07 November 2008

I turned around to see...

I turned around to see that there were tears forming in his eyelids…welling pools of more than I might ever fully understand. The sharp and direct, voice raising had done little to connect the dots of my message…that although I loved him deeply, that I would not tolerate such behavior—not ever. Not today or tomorrow. Not even next month.
Was it just a ‘stormy Monday’-hormonally-driven ‘grey rain’-and-dismal because ‘Wednesday’s worse and Thursday’s oh so sad…’ would I always take this mother-stand—this reactive, merciless intolerance?
How to break the habits formulated by the parenting inflicted upon my own childhood?
I winced away the image, those welling pools. I inhaled sharply. Deeply. I reached out, hugged him very close, looked him deeply in the eyes and reminded him, that I was sorry—that I loved him—inhaled again, sharply, and bared my chinked-armor—told him, that I was sad. Temporarily.
That I was human—that I had failed, and that things would be worse before they were better; but they would be better.
One day.
I turned around to see that he heard me. That he listened this time. Realizing that it was likely mood and not completely his behavior that had caused the cacophony of syllables to attack his little ears.
I looked upward, counted my blessings, wondered if the momentous doom, might ever cease rearing its ugly, spiky, little head. I turned around to see that by now, he was laughing. Playing with an action figure and singing Hendrix’ ‘Cross Town Traffic’ under his breath. I smirked. I wished for a moment, for that adolescent pendulum swing—right to left…sad to happy. I wished it were more like that, here, in the ‘real’ adult world.
Today as we had zipped through a quiet residential neighborhood in the heart of town, whistling the morning-edition-jingle & cajoling-the-beckons of my three-year-old nephew to 'wait' for his chocolate-with-rainbow-sprinkles donut, happily filled with a day’s possibility, I was struck with overwhelming, defeatist-sadness. Physically, I felt my heart plunge, deep into its center, or more likely, down to my knees and then past my toes.
There in the midst of bicycle-strewn-driveways, freshly bloomed cosmos, family-dogs, and foxglove's droopy-blush-pink-bells, was a disturbingly unwelcome, steely-red container.

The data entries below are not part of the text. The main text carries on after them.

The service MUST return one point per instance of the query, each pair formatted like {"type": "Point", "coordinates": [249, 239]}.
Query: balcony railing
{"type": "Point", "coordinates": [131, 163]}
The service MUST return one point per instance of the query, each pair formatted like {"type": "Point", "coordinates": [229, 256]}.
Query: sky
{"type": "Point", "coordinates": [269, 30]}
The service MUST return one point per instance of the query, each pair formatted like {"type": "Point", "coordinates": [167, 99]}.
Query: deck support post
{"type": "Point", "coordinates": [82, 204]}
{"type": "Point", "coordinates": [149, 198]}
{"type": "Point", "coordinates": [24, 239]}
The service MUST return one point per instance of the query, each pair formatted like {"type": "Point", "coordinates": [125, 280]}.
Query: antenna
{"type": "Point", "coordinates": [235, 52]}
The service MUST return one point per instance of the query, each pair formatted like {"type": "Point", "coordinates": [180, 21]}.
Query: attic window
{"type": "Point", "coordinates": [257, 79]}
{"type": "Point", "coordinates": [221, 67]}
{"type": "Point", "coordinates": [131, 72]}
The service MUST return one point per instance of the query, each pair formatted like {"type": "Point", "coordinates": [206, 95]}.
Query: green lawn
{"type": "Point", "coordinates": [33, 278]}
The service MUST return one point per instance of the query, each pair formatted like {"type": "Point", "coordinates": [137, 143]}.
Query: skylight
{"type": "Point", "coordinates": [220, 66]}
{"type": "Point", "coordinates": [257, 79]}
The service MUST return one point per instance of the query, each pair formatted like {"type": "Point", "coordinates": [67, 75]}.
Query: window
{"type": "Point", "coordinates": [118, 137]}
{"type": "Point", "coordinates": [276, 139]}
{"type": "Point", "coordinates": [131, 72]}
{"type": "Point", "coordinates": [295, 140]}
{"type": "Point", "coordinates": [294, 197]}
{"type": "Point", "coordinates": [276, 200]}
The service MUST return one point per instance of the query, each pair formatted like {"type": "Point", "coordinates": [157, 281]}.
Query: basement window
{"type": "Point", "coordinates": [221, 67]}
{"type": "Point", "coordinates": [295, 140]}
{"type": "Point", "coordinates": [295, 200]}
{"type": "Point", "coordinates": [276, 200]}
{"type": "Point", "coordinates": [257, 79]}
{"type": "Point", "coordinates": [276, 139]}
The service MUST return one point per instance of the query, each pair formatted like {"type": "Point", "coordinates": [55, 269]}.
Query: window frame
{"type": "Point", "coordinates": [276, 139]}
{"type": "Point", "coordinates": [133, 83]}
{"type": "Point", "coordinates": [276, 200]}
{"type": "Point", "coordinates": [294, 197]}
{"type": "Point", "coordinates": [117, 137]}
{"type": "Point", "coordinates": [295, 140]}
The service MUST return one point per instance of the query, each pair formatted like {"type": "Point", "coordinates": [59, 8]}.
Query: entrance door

It would seem only the devil's handiwork could possibly expend the energy to disperse the silky-woven-web of a family's whole life into the scattering of remnants, piled higher than the rigid, rectangular walls could muster strength to accommodate. FORECLOSURE, signed, sealed & permanently delivered.
Like a knife to the heart, there is no escaping this reality. When I turn around and look, it’s all that I see. Temporarily. For today.